King/Drew Medical Center To Lose Medicare, Medi-Cal Funding Without Prescription Drug Administration Changes
CMS will revoke Martin Luther King Jr./Drew Medical Center's certification to participate in Medicare if the facility does not correct "serious flaws in the way it handle[s] prescription drugs" by March 23, according to a letter from the agency sent Wednesday, the Los Angeles Times reports (Weber/Ornstein, Los Angeles Times, 2/12). Last week, Department of Health Services officials told leaders at the hospital that the agency plans to cite the facility for an incident in which the hospital over a period of four days last month mistakenly administered the cancer medication Gleevec to a patient without cancer who was being treated for meningitis. DHS said it would cite King/Drew for delaying care and services, failing to clarify medication errors and lacking "general oversight" of pharmaceutical services. DHS' announcement followed the Board of Pharmacy's prior decision to cite the hospital for the same error. According to the pharmacy board, King/Drew staff mistakenly entered a prescription for Gleevec into an electronic medical record for the patient. Nurses found the error on Feb. 12 and Feb. 13 after they compared pharmacy records and physician orders, but they did not remove the prescription from his medical record for four days. The latest incident at King/Drew follows the release of a CMS report in January that found staff errors led to the deaths of five patients at the hospital in 2003 (California Healthline, 3/5). If CMS certification is revoked, King/Drew would be ineligible to participate in either Medicare or Medi-Cal. King/Drew receives about $200 million per year from the two programs, or about 50% of overall its revenue. Fewer than 10 hospitals in the four-state region that includes California receive "immediate jeopardy" notices of termination each year, according to Steven Chickering, a manager for CMS in San Francisco. The county plans to submit a proposal of correction on Monday, after which time federal inspectors will make a second visit to the facility to "ensure that the hospital ha[s] complied," the Times reports (Los Angeles Times, 3/5). After the pharmacy board citation, the county began requiring two nurses to confirm the accuracy of physician orders for high-risk prescription drugs and began requiring pharmacists to ensure that printouts of patient medication records are reviewed by nurses and returned to the pharmacy with any required revisions. Physicians also must review patient medications daily (California Healthline, 3/5).
Chickering said, "The findings, in our opinion, rose to the level of immediate jeopardy to the health and safety of patients," adding, "They have some serious issues to address ... They need to address them quickly." Dr.

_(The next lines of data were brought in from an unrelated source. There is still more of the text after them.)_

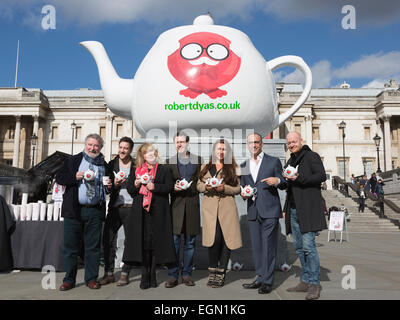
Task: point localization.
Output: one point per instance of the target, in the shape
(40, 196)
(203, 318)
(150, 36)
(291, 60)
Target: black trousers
(114, 220)
(219, 253)
(362, 205)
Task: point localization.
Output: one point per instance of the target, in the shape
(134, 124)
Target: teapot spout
(117, 92)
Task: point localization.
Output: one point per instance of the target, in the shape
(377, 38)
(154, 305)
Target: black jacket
(306, 190)
(164, 250)
(112, 166)
(67, 177)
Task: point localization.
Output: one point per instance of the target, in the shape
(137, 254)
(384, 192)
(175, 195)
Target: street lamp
(377, 140)
(73, 128)
(33, 142)
(342, 126)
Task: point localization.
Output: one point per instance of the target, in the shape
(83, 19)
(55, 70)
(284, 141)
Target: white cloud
(377, 69)
(379, 65)
(92, 12)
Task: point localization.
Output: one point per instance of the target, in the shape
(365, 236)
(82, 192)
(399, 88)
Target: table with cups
(37, 239)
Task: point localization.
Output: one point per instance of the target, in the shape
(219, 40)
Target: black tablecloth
(35, 244)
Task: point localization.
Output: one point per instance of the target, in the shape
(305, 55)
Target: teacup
(144, 179)
(214, 182)
(290, 171)
(120, 175)
(248, 191)
(89, 175)
(183, 184)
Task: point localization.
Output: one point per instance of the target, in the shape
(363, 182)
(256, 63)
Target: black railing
(343, 187)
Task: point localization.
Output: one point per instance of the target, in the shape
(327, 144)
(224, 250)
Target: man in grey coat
(185, 208)
(304, 211)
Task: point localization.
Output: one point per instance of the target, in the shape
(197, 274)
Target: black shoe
(265, 288)
(145, 281)
(253, 285)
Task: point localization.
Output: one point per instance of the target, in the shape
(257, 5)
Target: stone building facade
(366, 111)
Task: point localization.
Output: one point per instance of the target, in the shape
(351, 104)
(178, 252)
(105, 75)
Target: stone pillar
(17, 138)
(308, 130)
(387, 144)
(108, 142)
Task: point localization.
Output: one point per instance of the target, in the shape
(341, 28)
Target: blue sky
(368, 55)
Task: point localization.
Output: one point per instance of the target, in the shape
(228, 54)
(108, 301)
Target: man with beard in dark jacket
(304, 211)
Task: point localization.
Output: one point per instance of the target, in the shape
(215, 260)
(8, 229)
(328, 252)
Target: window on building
(316, 133)
(340, 133)
(54, 132)
(297, 128)
(367, 133)
(78, 132)
(394, 135)
(103, 131)
(11, 132)
(119, 132)
(341, 168)
(394, 163)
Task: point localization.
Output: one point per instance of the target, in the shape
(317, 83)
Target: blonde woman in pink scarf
(150, 241)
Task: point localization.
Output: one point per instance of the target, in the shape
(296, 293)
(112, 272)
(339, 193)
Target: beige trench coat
(223, 206)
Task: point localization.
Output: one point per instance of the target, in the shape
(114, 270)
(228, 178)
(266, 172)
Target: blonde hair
(142, 150)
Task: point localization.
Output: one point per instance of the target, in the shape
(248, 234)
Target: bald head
(294, 141)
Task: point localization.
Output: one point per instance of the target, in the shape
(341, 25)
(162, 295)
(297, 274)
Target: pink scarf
(147, 194)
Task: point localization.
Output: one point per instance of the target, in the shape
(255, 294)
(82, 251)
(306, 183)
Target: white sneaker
(285, 267)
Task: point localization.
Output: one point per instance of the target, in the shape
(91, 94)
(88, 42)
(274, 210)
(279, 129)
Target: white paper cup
(105, 180)
(50, 210)
(43, 211)
(23, 212)
(17, 212)
(29, 210)
(35, 212)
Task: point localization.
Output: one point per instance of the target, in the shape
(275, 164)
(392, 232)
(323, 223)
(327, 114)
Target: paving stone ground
(375, 258)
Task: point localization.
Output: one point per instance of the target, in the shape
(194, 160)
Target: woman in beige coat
(221, 227)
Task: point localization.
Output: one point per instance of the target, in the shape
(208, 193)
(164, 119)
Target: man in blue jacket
(84, 206)
(264, 210)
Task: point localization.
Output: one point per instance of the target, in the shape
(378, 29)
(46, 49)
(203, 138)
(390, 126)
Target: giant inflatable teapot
(203, 76)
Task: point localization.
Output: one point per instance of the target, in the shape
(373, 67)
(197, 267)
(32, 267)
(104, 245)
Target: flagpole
(16, 67)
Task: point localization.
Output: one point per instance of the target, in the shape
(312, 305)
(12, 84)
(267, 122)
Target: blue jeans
(188, 252)
(304, 245)
(86, 230)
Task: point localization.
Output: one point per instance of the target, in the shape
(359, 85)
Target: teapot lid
(203, 20)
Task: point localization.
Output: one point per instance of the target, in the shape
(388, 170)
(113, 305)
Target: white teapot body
(183, 184)
(290, 171)
(198, 77)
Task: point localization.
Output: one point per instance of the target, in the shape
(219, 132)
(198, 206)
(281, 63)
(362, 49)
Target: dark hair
(182, 134)
(128, 140)
(228, 169)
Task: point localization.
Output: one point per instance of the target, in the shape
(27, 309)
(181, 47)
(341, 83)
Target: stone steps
(368, 221)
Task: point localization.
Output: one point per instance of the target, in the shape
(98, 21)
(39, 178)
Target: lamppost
(73, 128)
(33, 142)
(377, 140)
(342, 126)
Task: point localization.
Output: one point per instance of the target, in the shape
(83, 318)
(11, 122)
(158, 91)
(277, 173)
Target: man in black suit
(84, 207)
(185, 208)
(263, 210)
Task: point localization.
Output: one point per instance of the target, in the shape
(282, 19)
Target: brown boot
(211, 277)
(107, 279)
(301, 287)
(314, 292)
(219, 278)
(123, 281)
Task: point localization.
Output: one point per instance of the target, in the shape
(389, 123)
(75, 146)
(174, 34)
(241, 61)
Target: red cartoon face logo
(203, 63)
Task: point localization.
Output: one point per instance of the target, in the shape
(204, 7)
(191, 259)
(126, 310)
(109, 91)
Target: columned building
(61, 119)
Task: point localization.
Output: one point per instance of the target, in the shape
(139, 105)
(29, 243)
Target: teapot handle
(295, 62)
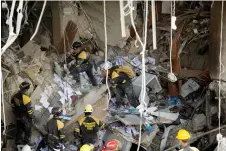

Thomas Garthwaite, director of Los Angeles County Department of Health Services, said that he hopes to announce an interim CEO for King/Drew in a few days, adding that he would not be comfortable "until we sustain a period of time when we do not have bad events. ... I won't relax until that happens." Supervisor Zev Yaroslavsky said, "The threat has always been there that the consequence of the hospital not getting its act together could be the loss of federal funding," adding, "Obviously there's a lot of work being done to try to avoid that and to fix the problems." Supervisor Yvonne Burke Brathwaite said that while she thought managers had fixed the prescription problems, she was not sure that county health officials would be able to prevent future problems, adding, "I'm not sure they're managing it OK" (Los Angeles Times, 3/12).